Cost of Data Breaches to South African Companies
The Ponemon Institute (2017) conducted benchmark research sponsored by IBM on the cost of data loss to South African companies in 2016 (IBM, 2016). The research was performed by means of interviews conducted with members of 19 different companies over a ten-month period (Ponemon Institute, 2017). The results of the research set the average total cost of a data breach at 28.6 million Rand with the average cost of a single lost or stolen record set at 1,548 Rand (Ponemon Institute, 2017). It is notable that the research did not include any breaches that exceeded the loss of 100,000 records as this would have skewed the results (Ponemon Institute, 2017).

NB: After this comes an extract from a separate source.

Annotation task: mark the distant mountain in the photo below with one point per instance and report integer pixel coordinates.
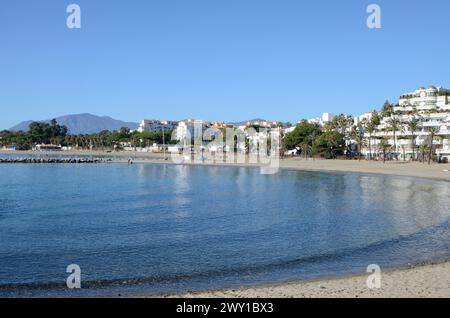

Digital Foundation (2017) cites the same Ponemon Institute research and reports the total cost of data breaches to the 19 companies involved as being 1.8 million US Dollars. The Ponemon research itself (as stated above) lists this same cost as 28.6 million Rand. Looking at the exchange rate between the South Afrcan Rand and the US Dollar at the time the article was posted (2 February 2017) which was R13.36 per US Dollar, this gives us a total of 24,048,000 Rand (XE, 2017A). That’s a difference of about four million Rand.
ITweb cites the Ponemon research as well and provides the figures in Rand matching what the Ponemon research says (Moyo, 2016).
Internet Solutions (2017) also refers to the Ponemon research and gives a cost of 1.87 million US Dollars per data breach. The article was published on 15 February 2017 and with the exchange rate at the time being R12.96 per US Dollar, we get a total of 24,235,200 Rand (XE, 2017B). This, too, differs from the Ponemon Institute number by about four million Rand.
What we can conclude from this is that when reporting values in changing currencies, it is best to stick with the currency of the country that you are referring to – especially when dealing with such large values where small changes in the exchange rate can result in large differences in the numbers involved. The numbers from the Ponemon Institute research (2016) are more reliable than any other numbers found, as they work off of actual data from South African companies and not estimations.